A major challenge for young girls with disabilities attending school is having the confidence in managing their own sanitation and hygiene practices.
These fears mean that girls with disabilities are often not in school, and when they are, they are not included in key learning about hygiene, health and reproductive practices.
With funding from Jersey Overseas Aid and in partnership with UWEZO, we have developed a youth-led project to advance the inclusion of girls with disabilities in education in Musanze, a rural area of northern Rwanda.
Through the programme, we are working to create a more accessible environment, so that firstly, inaccessible services and facilities are not the reasons why girls with disabilities are not in school. We facilitate simple modifications that make the immediate school surroundings more accessible and train teachers on inclusive teaching methods.
Secondly, we are educating girls about good hygiene and reproductive health practices. The girls are informed of their rights and are provided with hygiene kits to support good practices.
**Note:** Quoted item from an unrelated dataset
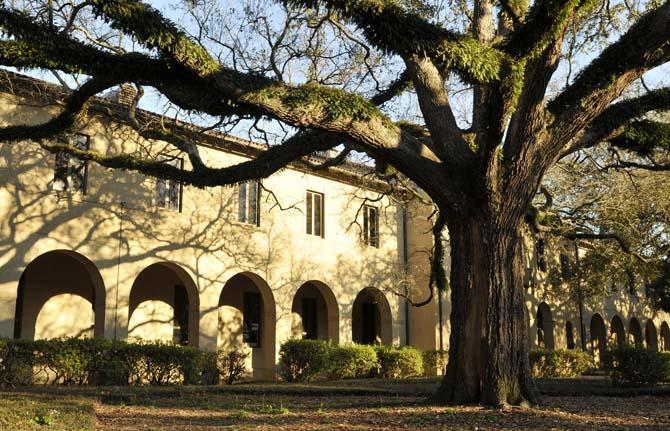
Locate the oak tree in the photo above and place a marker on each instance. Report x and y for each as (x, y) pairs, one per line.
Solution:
(481, 174)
Thirdly, and importantly, we have trained a group of young women with disabilities to become peer mentors for younger girls with disabilities. These mentors provide individual support for those out of school to try and get them into school, and then group mentoring for those who are in school. The mentors play an essential role in protecting the girls by creating a safe space in which to learn and providing a role model to show what is possible.
Crucially, the peer mentors themselves are being trained and collecting evidence through the project, empowering them to advocate for change with the government for disability-inclusive WASH practices and policy.
Through this multi-level approach, we are tackling a complex issue to improve the lives of girls with disabilities in Rwanda and support them into school.